PORT ST. LUCIE, Fla. — Jacob deGrom loves being a Met, he says, and he wants to be one for a long time.
Similarly, the Mets love deGrom, they say, and they want to keep him for a long time.
But that’s about as far as the parties have gotten on negotiations for a long-term contract extension for the reigning NL Cy Young Award winner. And deGrom didn’t rule out self-imposed workload restrictions if the sides can’t make a deal.
“They have every right to do whatever,” he said Thursday. “But as a player, you would like to be thought of as a future part of the organization.
“The line of communication is still open. We have not received an offer but continue to talk. I really enjoy playing here and would like to be here, but that’s kind of up to them.”
Brodie Van Wagenen, deGrom’s agent until the Mets hired him as general manager in October, said: “Jacob is 100 percent a part of our future, now and in hopefully years to come.”
It was the first time deGrom publicly discussed a possible extension since Van Wagenen made clear in the fall his desire to sign him long-term. Talks have been minimal, but “that can change in one phone call,” deGrom said. Van Wagenen said deGrom’s new CAA agents — led by Jeff Berry, Van Wagenen’s longtime colleague — will visit “soon” to discuss a potential contract.
The sides have set an Opening Day deadline to get a deal done, or else they will have to wait at least until next offseason. Asked if he would be open to doing a deal next winter or if he would rather hit free agency after the 2020 season, deGrom said he would have to re-evaluate if it got to that point.
DeGrom also didn’t rule out limiting his workload, an idea pitched by Berry to players generally as a way to protect their value as they near free agency.
“You play this game because you love it, and then you have an opportunity to look out for your family and your future, so I think you have to see what’s right for you to do,” deGrom said. “I think that’s going to be a discussion that’s going to have to be had with my agents.
“Like I keep saying, I’ve enjoyed my time here. I like playing in New York. Love it. Fans have been great to me, great atmosphere. You would like to see yourself, or I would like to see myself, as part of the future.”
Van Wagenen said he doesn’t anticipate an extension-less deGrom shutting himself down as an issue.
“We want to protect Jacob deGrom as much as Jacob deGrom and his agents want to protect him,” Van Wagenen said. “As far as managing workloads with or without an extension, we’re going to make sure that player’s health is considered.”

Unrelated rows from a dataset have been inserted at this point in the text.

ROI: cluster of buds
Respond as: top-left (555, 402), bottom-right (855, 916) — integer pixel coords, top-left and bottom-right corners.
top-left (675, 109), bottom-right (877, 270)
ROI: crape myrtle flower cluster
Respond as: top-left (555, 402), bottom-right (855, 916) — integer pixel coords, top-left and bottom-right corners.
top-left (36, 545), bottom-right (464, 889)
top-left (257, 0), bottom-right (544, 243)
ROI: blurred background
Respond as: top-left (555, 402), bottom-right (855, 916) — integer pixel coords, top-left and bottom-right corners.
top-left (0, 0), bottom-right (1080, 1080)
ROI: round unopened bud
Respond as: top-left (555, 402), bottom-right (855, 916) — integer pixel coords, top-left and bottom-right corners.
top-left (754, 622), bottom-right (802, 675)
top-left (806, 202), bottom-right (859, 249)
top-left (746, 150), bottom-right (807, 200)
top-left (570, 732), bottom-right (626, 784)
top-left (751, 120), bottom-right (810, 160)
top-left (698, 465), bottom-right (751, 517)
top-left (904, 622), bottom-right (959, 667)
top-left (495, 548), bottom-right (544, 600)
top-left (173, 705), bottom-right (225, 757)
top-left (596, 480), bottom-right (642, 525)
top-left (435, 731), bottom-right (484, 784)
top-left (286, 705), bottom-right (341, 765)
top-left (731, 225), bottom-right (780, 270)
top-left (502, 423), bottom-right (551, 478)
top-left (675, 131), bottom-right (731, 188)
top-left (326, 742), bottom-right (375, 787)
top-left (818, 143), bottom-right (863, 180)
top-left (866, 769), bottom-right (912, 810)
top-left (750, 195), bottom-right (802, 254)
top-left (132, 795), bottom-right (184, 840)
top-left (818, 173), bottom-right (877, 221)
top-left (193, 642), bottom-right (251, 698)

Either way, deGrom, 30, is still under team control for 2019 — for $17 million, a $9.6-million raise that the GM hopes generates good will and momentum or a longer contract — and 2020.
Van Wagenen said among the reasons they haven’t gotten deep in negotiations is they wanted to get the arbitration settlement out of the way, as well as get a better idea of how much money the Mets have on the books for 2019.
Van Wagenen also said the Mets are still analyzing how much to offer deGrom. “Once it’s done, we’ll communicate some of that information to the player and his agent,” he said.
Contract talk overshadowed Mickey Callaway’s announcement that deGrom will start Opening Day, March 28, in Washington. It was such a formality that Callaway couldn’t keep a straight face as he said it. “I think Jacob decided that in June,” he said. “Obviously, he’s our guy.”
It will be his first Opening Day assignment. Since he was the NL Rookie of the Year in 2014, the Mets opened with Bartolo Colon (2015), Matt Harvey (2016) and Noah Syndergaard (2017-18). DeGrom was supposed to start last year, but a minor physical issue early in spring training cost him a couple of days of prep time.
The biggest question between now and then: Deal or no deal?
“My goal is for Jacob to be here for the long haul. We are going to be operating this spring with that goal in mind,” Van Wagenen said. “Regardless of what happens by Opening Day, we’re going to continue to have that mindset. From this chair, I think that he’s important to what our plan is and our execution of the win-now and win-in-the-future mantra.”